Шанс? О чем толкует этот угрюмец?
– Несите кому-нибудь другому, – отрезал Джулиус.
Однако удивляться не перестал. Дать ему шанс – странное выражение. Вскоре он узнал и другое.
Неугомонный парламент собрался осудить Страффорда, но юридические основания были невразумительны. «Мы обвиним его вообще в преступлениях, а король должен подписать смертный приговор». Лондонский Сити добавил изящный штришок: «Никаких ссуд, пока ему не снесут голову».
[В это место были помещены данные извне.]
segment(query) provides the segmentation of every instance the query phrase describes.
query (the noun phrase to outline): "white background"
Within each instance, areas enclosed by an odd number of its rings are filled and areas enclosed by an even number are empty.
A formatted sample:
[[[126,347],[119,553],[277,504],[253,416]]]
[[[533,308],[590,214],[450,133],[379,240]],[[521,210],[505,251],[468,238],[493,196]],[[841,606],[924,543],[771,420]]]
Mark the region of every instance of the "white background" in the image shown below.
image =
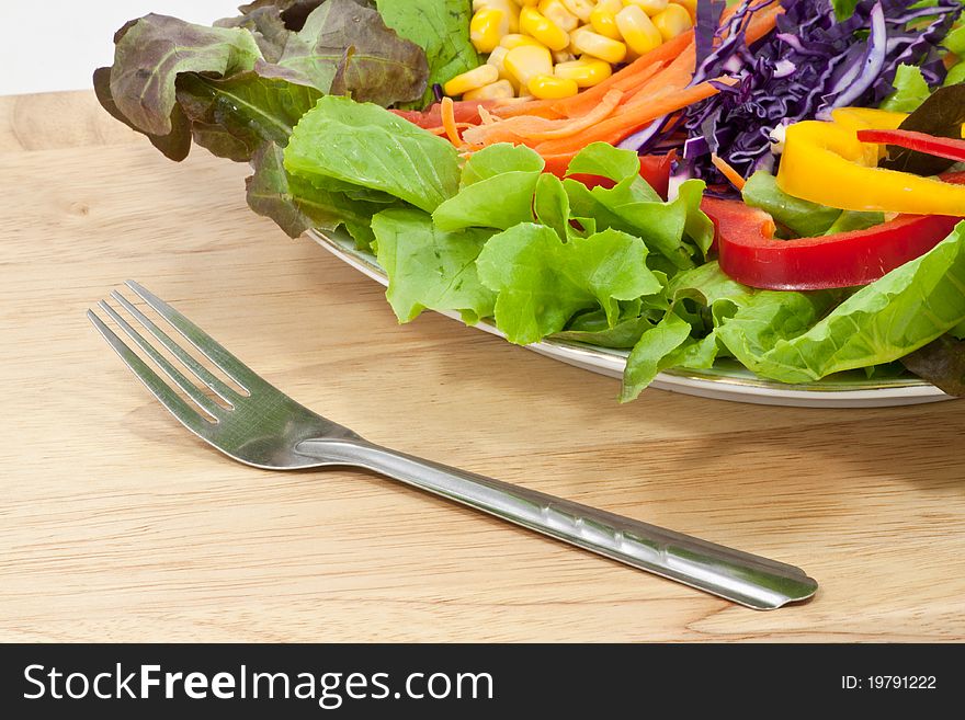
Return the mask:
[[[91,87],[114,32],[149,12],[211,24],[247,0],[0,0],[0,95]]]

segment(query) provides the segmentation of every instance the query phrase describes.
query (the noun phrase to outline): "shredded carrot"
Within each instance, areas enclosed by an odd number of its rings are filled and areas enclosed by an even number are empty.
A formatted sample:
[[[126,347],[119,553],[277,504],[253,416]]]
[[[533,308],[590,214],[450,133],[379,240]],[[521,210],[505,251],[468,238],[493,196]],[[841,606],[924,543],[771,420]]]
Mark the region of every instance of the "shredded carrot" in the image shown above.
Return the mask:
[[[526,115],[533,117],[544,117],[546,119],[556,119],[558,117],[563,117],[563,114],[557,113],[553,110],[553,104],[557,102],[556,100],[535,100],[535,99],[522,99],[522,98],[513,98],[498,101],[498,104],[492,107],[492,112],[500,117],[516,117],[519,115]]]
[[[722,175],[730,181],[731,185],[734,185],[738,191],[743,190],[747,181],[740,175],[739,172],[730,167],[729,162],[727,162],[724,158],[717,156],[716,153],[711,153],[711,162],[713,162],[714,167],[720,171]]]
[[[465,130],[465,129],[468,129],[470,127],[476,127],[476,126],[473,123],[456,123],[455,127],[456,127],[456,129]],[[450,139],[449,138],[449,130],[446,130],[442,125],[440,125],[438,127],[425,127],[423,129],[428,130],[429,133],[432,133],[433,135],[445,135],[446,139]]]
[[[731,16],[728,9],[722,23]],[[754,13],[745,34],[751,44],[773,30],[783,9],[765,8]],[[637,58],[603,82],[566,100],[507,99],[486,105],[458,103],[444,98],[438,106],[419,114],[413,122],[445,135],[461,150],[478,150],[495,142],[512,142],[534,148],[547,164],[564,169],[565,163],[590,142],[617,144],[649,123],[688,107],[717,93],[709,82],[689,87],[696,65],[694,33],[690,31]],[[733,83],[717,78],[716,83]],[[436,110],[438,108],[438,110]],[[441,127],[430,122],[438,113]],[[401,114],[401,113],[400,113]],[[459,119],[468,123],[456,123]],[[419,122],[421,121],[421,122]],[[459,130],[463,130],[462,135]],[[715,159],[715,164],[719,158]],[[724,162],[720,160],[720,162]],[[737,185],[743,182],[733,168],[720,171]],[[718,165],[719,167],[719,165]]]
[[[613,111],[616,110],[621,100],[623,100],[623,93],[620,90],[611,90],[603,96],[603,100],[586,115],[571,121],[548,121],[550,123],[559,124],[559,126],[554,129],[526,133],[524,137],[529,140],[556,140],[574,136],[577,133],[592,127],[597,123],[602,123],[610,117],[610,115],[613,114]]]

Король Карл уперся. В апреле, находясь в гуще этих событий, когда у Вестминстера собралась толпа, хотевшая выразить свои чувства, Джулиус повстречал Гидеона. Не желая показаться невежливым, он заметил, что о Страффорде можно думать все, что заблагорассудится, но дело вряд ли дойдет до казни. Король этого попросту не допустит. К его удивлению, Гидеон спорить не стал, а просто улыбнулся и спросил:
– А который король?
– Как – который? Гидеон, король один.
Но тот покачал головой:
– Теперь их два. Король Карл во дворце и король Пим в палате общин. – Он усмехнулся. – И мне сдается, мастер Дукет, что король Пим это допустит.
Король Пим? Парламентский лидер. Джулиус впервые слышал такую формулировку и нашел ее отвратительной.
– Следите за языком, – предупредил он.
Однако уже на следующий день Джулиус увидел на Чипсайдском кресте печатный плакат с жирным заголовком: «Король Пим речет…» А за неделю услышал это с десяток раз. Гидеон оказался прав. Через месяц под нажимом парламента и не имея средств король Карл был вынужден уступить. Страффорда казнили на Тауэр-Хилле.
Но Джулиусу предстояло усвоить последнее и страшное слово.
За лето мало что изменилось. Король Пим уверенно заседал в своем парламенте. Король Карл предпринял одиночную и тщетную вылазку на север, где попытался договориться с шотландцами, но пресвитериане уперлись. Тем временем братья Дукеты занимались своими делами, которых хватало. Джулиус с его скромным семейством приехал на лето к Генри в Боктон, прихватив из прихода нескольких женщин с детьми убирать урожай, включая, странное дело, жену и детей Гидеона. В безмятежной кентской глубинке сдружились даже сэр Генри и малютка Обиджойфул, смешно ковылявший на солнышке.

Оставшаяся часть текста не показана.